Final thing I would say, in 2022, it was particularly beneficial for us because we had product availability throughout the totality of the year. Some of our competitors were quoting year plus lead times. I think our lead times went from, like, 8-12 weeks. Just some accounts that we typically have not had any presence in, they need meters, we can deliver meters. All of a sudden you have presence and the opportunity to compete in that account. That's helped gain some market share in the relative short term.
Great. That's very helpful. Thank you.
Yeah. Our pleasure. Yep.
Our next question today comes from Alex Blanton at ClearHarbor Asset Management. Please go ahead.
Hi. Thank you. Good morning.
Good morning.
Good morning.
first I just wanna say that I think your format for the slide presentation, this time is probably the best ever, and, I think you should stick with it. It's really a great presentation.
Noted.
Most of my question have been answered, but something came up from one of the other participants regarding the business that accumulates commercial construction plans.
Yes.
Barry Sternlicht, who's the CEO of Starwood, was on CBS, CNBC yesterday.
He was
S aying that in his business and across the board, really in commercial construction, as interest rates have gone up, people will complete the projects they have but hold off on starting new ones. That's why he's looking for a big drop in commercial construction in the second half of this year because new projects are sliding. Do you see that in your statistics?
That's interesting. I can have Zach. ConstructConnect publishes, I'm looking at Zach, quarterly?
Mm-hmm.
Quarterly, the macro of what they're seeing from a construction planning point of view, and I can have Zack forward that to you. Personally, I've not read the most recent report yet, so I don't wanna comment on its contents. We can send that to you.

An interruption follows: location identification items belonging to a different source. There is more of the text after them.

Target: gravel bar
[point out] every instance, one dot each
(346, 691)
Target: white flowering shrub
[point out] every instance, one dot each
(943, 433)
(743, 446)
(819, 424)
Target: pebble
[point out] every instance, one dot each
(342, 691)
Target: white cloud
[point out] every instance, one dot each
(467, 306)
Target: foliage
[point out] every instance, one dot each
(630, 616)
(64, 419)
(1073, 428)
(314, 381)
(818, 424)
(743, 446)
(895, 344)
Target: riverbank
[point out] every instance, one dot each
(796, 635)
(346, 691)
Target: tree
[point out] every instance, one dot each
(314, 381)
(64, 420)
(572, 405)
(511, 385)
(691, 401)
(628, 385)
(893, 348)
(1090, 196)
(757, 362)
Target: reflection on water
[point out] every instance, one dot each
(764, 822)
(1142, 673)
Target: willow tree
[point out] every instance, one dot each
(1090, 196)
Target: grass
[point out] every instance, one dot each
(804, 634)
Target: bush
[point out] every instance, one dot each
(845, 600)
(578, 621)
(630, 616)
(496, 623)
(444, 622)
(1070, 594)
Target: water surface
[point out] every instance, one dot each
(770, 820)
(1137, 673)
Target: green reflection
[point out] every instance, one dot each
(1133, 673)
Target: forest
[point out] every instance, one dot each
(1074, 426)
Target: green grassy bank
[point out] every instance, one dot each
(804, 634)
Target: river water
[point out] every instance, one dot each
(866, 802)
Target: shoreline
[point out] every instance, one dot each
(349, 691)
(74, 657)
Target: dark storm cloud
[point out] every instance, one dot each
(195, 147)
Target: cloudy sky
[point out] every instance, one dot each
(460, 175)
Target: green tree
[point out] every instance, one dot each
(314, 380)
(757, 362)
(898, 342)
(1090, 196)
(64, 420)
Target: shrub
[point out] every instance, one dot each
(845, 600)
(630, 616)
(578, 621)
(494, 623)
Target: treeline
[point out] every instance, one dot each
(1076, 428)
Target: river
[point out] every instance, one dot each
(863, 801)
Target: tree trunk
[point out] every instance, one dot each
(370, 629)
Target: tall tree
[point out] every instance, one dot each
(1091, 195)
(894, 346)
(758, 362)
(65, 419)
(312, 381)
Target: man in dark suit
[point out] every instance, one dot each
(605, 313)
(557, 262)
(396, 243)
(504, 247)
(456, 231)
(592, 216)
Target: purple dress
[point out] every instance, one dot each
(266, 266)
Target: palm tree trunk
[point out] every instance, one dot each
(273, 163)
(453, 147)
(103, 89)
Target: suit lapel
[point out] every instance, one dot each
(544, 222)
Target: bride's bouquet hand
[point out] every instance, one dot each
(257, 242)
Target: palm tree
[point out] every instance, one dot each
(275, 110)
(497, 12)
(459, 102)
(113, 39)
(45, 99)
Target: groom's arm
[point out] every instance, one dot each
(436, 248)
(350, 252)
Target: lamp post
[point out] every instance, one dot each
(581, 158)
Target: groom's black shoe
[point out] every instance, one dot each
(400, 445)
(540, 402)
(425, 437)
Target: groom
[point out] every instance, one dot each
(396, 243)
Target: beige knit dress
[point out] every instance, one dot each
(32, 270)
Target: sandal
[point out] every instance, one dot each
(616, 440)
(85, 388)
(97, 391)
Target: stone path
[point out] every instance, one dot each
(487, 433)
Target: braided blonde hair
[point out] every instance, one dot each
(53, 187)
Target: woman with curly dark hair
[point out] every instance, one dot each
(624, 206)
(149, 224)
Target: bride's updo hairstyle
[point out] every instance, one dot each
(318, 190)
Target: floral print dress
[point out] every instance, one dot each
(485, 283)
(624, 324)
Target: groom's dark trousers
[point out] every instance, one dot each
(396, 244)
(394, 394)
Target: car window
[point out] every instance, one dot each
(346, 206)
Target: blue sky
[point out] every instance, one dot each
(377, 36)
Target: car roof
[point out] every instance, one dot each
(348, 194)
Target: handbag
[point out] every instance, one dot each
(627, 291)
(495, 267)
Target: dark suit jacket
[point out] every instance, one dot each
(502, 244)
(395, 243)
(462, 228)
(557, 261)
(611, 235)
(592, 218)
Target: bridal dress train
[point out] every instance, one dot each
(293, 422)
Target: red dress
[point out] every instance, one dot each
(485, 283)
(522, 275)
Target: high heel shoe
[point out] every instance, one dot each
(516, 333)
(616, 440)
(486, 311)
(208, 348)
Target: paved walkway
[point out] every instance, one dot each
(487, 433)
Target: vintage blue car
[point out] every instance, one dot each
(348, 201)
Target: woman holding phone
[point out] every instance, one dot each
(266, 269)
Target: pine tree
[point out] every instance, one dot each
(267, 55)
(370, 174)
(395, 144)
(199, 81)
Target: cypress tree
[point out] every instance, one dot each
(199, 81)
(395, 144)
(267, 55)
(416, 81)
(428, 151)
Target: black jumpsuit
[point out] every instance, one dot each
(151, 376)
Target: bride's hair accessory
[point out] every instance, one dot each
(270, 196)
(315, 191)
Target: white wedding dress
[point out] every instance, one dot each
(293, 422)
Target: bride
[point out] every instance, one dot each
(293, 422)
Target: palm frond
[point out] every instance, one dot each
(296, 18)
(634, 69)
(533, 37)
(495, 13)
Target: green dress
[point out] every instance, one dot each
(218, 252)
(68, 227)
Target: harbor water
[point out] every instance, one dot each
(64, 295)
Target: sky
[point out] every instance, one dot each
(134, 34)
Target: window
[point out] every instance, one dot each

Okay. Thank you. It would seem that if new construction projects are not, are not being put into implementation, it would show up in those numbers, wouldn't it?
Here's the countercyclical nature of that. If you have several hundred thousand construction workers, construction small subcontracting firms in a, you know, ConstructConnect has tens of thousands of customers. As those hundreds of thousands are looking for work, it only takes a small percentage of that cohort to become a customer of ours to exhibit countercyclical growth behavior, which is what's happened in every prior slowdown in the history that we've been able to observe with ConstructConnect.
Okay. You're really talking about your business and market share-
Correct
R ather than the overall trend of that market.
Correct.
Yeah. Okay. Thank you.
Yeah, thank you.
Ladies and gentlemen, this concludes our question and answer session. We will now return back to Zack Moxcey for any closing remarks.
Thank you everyone for joining us today, and we hope to see you all at our Investor Day on March 21st in New York.
Thank you. The conference is now concluded. Thank you for attending today's presentation. You may now disconnect your lines and have a wonderful day.